Optimizing Agent Workflows for Modern LLMs

Writing effective agent skills requires deep knowledge of prompt engineering. With the release of advanced reasoning models like Claude 3.5 Sonnet, ChatGPT o1, and DeepSeek-V3, prompt templates must focus on structured thinking. Developers are encouraged to use XML tags (e.g., <thought>, <context>, and <rules>) to isolate execution boundaries. Standardized prompts prevent agents from suffering from context drift, ensuring that long-running tasks remain aligned with the initial system parameters.

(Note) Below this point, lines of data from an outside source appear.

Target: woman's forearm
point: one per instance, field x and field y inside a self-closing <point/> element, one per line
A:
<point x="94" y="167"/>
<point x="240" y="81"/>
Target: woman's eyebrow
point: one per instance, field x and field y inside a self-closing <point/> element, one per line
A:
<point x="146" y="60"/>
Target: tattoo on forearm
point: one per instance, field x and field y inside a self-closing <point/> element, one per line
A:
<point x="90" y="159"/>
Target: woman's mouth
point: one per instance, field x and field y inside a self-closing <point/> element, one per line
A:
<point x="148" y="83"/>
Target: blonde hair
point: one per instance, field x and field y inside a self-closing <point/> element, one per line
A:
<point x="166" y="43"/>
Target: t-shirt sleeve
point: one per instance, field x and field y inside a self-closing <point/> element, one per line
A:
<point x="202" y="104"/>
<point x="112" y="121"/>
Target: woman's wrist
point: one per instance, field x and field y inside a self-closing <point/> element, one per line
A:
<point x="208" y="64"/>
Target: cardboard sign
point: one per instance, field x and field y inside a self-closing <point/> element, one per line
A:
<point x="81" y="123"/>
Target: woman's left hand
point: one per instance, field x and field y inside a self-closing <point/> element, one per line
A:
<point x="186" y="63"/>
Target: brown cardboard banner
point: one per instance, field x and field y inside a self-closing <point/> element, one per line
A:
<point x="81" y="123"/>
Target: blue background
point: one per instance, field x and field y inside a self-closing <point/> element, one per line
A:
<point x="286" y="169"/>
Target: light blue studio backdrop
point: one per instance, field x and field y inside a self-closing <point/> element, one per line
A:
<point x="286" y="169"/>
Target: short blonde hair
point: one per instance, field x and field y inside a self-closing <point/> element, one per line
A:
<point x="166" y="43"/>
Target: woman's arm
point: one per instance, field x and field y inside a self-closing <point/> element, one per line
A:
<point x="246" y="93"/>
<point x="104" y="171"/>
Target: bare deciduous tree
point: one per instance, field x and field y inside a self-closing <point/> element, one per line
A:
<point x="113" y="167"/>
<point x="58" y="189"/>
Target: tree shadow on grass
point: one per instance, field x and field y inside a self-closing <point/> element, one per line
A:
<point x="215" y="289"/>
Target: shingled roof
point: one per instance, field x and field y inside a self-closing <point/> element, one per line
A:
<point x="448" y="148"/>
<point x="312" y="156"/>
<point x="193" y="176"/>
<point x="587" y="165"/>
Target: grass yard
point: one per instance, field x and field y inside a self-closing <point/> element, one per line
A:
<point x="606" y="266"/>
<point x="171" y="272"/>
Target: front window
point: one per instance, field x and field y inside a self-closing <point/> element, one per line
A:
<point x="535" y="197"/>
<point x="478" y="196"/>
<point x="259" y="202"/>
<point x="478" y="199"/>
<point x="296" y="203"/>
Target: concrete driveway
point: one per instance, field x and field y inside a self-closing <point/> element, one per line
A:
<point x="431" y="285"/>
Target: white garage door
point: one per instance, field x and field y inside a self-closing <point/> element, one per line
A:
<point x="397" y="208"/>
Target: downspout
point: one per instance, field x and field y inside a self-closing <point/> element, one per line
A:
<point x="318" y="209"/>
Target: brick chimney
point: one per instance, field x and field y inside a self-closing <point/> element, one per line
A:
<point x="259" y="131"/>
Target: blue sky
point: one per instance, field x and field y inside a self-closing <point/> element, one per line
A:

Exploring by SOC Occupations and Creator Profiles

What makes SkillMD unique is its taxonomy. Instead of simple text search, we parse and organize files according to the Standard Occupational Classification (SOC) system. This means you can discover skills written for Computer and Mathematical roles, Business and Financial operations, Legal, Design, and and Educational Instruction fields. By tracking creator profiles, developers can study how different teams organize their custom instructions, compare version updates, and fork public configs for specialized enterprise use cases.

SkillMD operates as a high-performance index running on a fast Go backend and a highly responsive Astro SSR frontend. All search queries execute in milliseconds, featuring smart debouncing to prevent multiple API requests while keeping user data secure. Join our community of developers to standardize your AI agent instructions and optimize your LLM prompting workflows today.

8 QUESTIONS

Frequently Asked Questions

A practical guide to agent skills: what they are, how to inspect them, and how SkillMD helps you explore the ecosystem.